According to a news release announcing the AASA “lighthouse districts,” the Washougal district will join more than 120 other school systems in AASA’s Learning 2025 network of “forward-leaning, urban, suburban and rural school districts engaged in learning, networking and working together to help drive education policy and ultimately improve student learning.”

“Our ‘lighthouse’ systems are serving as thought-leader practitioners that are implementing bold, actionable steps on behalf of the broader education community to learn from and learn with as they have taken on the challenge of Learning 2025,” AASA executive director Daniel Domenech stated in the news release. “As we emerge from the pandemic, it is critical to invoke future-focused best practices for the well-being, self-sufficiency and success of our young learners.”

A review panel composed of independent education leaders from across the United States evaluated applications submitted during the first three months of 2022.

“(AASA) lauded us for establishing a strategic plan that lines out with future-driven education that is whole-child focused and is making sure that no child is marginalized,” Washougal School District Mary Templeton told the Washougal School Board during a May 10 workshop. “The school board’s ability to establish the mission led us to some of the pieces that they noticed about our system.
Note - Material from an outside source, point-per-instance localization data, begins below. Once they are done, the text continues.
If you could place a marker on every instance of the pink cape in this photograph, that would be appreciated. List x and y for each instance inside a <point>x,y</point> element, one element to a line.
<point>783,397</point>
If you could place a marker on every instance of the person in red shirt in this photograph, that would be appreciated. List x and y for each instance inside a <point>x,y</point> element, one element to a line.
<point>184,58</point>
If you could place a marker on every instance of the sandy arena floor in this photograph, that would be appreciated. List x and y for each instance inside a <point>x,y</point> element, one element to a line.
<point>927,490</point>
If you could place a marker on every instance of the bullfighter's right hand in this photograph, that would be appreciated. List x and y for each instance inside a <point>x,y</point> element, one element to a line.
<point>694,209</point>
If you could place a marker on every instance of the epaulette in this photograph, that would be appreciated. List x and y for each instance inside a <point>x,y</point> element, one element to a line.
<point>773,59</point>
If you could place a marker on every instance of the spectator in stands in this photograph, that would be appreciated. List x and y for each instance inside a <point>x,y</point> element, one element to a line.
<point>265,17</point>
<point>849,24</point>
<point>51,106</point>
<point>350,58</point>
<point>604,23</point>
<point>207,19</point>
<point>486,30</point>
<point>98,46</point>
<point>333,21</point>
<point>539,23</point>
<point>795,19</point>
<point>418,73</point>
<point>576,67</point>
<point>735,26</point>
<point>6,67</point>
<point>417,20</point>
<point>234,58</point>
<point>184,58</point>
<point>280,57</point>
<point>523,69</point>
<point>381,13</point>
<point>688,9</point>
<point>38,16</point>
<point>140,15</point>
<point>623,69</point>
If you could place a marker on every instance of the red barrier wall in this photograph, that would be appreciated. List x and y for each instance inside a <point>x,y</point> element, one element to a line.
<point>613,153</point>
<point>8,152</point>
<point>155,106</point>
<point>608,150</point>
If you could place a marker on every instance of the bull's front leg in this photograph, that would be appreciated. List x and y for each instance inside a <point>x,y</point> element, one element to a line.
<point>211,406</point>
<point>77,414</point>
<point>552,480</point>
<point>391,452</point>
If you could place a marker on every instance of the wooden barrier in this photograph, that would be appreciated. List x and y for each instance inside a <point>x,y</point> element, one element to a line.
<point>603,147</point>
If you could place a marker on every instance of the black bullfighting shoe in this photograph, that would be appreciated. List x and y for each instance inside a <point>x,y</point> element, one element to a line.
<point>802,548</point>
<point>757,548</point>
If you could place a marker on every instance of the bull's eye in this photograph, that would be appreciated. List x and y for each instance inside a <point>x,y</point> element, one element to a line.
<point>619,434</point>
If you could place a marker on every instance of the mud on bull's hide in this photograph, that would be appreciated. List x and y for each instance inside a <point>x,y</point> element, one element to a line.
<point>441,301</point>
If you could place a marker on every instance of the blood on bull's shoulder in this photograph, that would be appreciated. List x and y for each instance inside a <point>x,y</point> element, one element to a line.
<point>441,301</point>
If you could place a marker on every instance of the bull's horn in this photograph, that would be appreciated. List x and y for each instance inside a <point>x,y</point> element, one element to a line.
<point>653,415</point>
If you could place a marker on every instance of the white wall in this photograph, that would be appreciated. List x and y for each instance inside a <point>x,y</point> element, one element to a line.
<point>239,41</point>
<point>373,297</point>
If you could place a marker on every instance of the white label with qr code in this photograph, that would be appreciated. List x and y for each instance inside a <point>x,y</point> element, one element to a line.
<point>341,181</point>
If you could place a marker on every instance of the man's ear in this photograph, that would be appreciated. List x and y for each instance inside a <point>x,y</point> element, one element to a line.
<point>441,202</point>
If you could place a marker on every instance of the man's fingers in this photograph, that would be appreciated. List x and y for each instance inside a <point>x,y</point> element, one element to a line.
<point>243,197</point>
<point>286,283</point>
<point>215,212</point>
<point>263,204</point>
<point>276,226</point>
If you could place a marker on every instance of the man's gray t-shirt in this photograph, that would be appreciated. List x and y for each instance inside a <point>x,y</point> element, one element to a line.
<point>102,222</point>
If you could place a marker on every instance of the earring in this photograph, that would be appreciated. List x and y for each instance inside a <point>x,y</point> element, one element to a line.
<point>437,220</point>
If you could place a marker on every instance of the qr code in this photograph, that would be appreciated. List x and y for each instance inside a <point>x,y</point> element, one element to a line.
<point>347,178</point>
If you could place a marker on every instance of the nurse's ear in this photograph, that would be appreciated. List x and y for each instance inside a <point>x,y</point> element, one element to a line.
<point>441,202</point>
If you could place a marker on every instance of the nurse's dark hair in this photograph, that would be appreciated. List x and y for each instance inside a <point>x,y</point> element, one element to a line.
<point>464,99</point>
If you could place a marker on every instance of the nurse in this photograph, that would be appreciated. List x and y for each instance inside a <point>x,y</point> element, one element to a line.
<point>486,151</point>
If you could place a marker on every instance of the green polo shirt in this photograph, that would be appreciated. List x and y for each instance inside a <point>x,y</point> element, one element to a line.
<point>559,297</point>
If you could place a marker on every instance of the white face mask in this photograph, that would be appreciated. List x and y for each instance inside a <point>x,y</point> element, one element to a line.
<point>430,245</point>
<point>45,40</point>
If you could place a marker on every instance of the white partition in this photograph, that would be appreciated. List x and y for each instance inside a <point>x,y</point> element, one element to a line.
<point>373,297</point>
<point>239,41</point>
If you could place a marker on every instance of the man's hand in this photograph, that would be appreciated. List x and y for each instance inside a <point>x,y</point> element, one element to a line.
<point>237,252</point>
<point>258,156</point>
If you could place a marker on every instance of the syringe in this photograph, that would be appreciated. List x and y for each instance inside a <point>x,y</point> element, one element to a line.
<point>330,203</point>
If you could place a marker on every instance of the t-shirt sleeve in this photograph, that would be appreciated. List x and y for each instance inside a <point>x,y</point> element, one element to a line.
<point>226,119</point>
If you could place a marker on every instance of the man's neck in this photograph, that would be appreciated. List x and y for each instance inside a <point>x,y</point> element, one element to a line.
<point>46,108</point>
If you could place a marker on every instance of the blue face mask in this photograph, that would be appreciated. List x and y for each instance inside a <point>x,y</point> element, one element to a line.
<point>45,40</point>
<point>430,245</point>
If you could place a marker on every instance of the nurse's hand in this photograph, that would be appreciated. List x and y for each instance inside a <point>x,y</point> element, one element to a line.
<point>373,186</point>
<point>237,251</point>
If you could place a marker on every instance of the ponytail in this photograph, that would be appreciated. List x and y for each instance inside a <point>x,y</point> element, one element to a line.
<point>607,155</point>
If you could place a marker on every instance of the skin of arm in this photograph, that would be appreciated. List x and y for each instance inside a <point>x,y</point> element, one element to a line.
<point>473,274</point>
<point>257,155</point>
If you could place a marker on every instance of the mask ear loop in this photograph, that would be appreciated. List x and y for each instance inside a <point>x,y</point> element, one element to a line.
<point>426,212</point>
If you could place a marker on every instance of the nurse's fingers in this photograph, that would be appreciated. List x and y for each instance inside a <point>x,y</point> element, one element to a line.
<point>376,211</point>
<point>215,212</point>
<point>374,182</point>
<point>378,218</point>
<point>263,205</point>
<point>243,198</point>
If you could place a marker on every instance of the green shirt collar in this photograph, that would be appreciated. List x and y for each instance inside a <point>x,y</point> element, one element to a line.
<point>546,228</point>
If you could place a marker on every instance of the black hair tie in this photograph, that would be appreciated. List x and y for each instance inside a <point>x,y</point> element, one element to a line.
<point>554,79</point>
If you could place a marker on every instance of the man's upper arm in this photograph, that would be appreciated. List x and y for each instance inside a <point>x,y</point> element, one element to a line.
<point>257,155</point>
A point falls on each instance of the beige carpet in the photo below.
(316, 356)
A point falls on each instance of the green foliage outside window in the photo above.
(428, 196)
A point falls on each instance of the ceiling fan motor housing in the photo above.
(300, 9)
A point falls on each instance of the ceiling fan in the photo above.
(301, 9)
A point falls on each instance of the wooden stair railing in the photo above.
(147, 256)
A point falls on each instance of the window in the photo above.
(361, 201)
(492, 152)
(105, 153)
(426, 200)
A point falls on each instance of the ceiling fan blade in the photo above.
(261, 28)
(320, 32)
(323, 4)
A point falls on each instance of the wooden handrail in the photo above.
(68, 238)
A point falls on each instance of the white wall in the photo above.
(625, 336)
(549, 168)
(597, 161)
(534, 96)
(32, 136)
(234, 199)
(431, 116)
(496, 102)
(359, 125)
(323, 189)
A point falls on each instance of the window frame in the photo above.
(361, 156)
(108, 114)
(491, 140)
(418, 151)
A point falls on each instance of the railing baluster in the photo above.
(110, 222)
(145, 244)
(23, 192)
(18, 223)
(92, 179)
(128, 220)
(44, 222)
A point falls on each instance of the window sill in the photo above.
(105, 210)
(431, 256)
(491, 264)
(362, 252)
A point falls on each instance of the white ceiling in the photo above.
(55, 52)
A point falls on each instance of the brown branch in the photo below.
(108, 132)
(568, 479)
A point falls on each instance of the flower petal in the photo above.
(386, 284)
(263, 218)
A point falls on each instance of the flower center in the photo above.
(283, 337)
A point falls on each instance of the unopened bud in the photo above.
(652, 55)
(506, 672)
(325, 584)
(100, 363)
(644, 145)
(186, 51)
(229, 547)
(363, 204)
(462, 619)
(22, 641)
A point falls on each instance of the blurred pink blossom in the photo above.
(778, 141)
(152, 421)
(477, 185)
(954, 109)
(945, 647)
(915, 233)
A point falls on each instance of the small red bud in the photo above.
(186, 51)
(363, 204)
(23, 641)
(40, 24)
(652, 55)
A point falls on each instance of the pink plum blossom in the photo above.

A lot of it, interestingly, has happened during COVID, because we said we must continue to push forward and push upward so we can offer the opportunity to all of our children, even under the most intense circumstances.”

Templeton will speak at the AASA/SPN’s Learning 2025 National Summit in Washington D.C. in June.

“We’re excited about that opportunity to talk about what it is that we’re doing together,” Templeton said. “This is not something that anybody has done by themselves. This is something that we have all done together.”

Washougal School District Assistant Superintendent Renae McMurray agreed the recognition was thanks to “a team effort.”

“This is a high-powered team, and everybody, no matter what position they hold, is all about supporting students, and I think that really came forward in our award, too,” McMurray told the school board on May 10. “It was about effective teaching. It was about a feeling of belonging that permeates all through our district. It’s everybody coming together.”